19 May 13:00 – 19 May 14:00 in Talks, Tutorials / Workshops 2, Tutorials / Workshops 1

Keynote: Clusters of Clusters: Using Dask Distributed to Scale Enterprise Machine Learning Systems

Grant Gelven

Audience level:
Intermediate

Description

The past decade has shown there is a steep learning curve for organizations trying to scale and productionalize ML systems quickly. At Walmart, we have developed several principles over the years that allow us to address this challenge. In this talk, I will discuss these principles and the open-source tools that enable us today.

Abstract

Nearly all enterprises today are looking to leverage data science and machine learning (ML) to transform and sometimes even create the marketplace.
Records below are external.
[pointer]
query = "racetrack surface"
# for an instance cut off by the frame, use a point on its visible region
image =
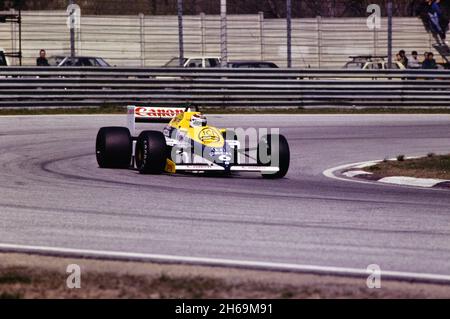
(53, 194)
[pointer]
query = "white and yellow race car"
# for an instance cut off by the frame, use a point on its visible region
(188, 144)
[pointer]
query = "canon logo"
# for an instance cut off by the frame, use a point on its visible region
(157, 112)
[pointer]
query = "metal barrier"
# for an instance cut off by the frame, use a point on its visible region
(78, 87)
The past decade, however, has shown there is a steep learning curve for organizations trying to scale and productionalize ML systems quickly. Even in 2020, some 43% of companies cited scaling as their largest ML Operations issue*. And, more than half of the same enterprises required more than 30 days to get a single ML model into production. At Walmart, we have developed several principles over the years that allow us to scale ML systems quickly. In this talk, I will discuss these principles and the open-source tools that enable us. I’ll highlight the use Dask Distributed to leverage code developed on day-one to scale up local model development, as well as how to quickly scale out ML training of both small and large models, in parallel, for a number of enterprise use cases. After the session, participates will be able to easily recycle demo code to adapt to their own specific applications.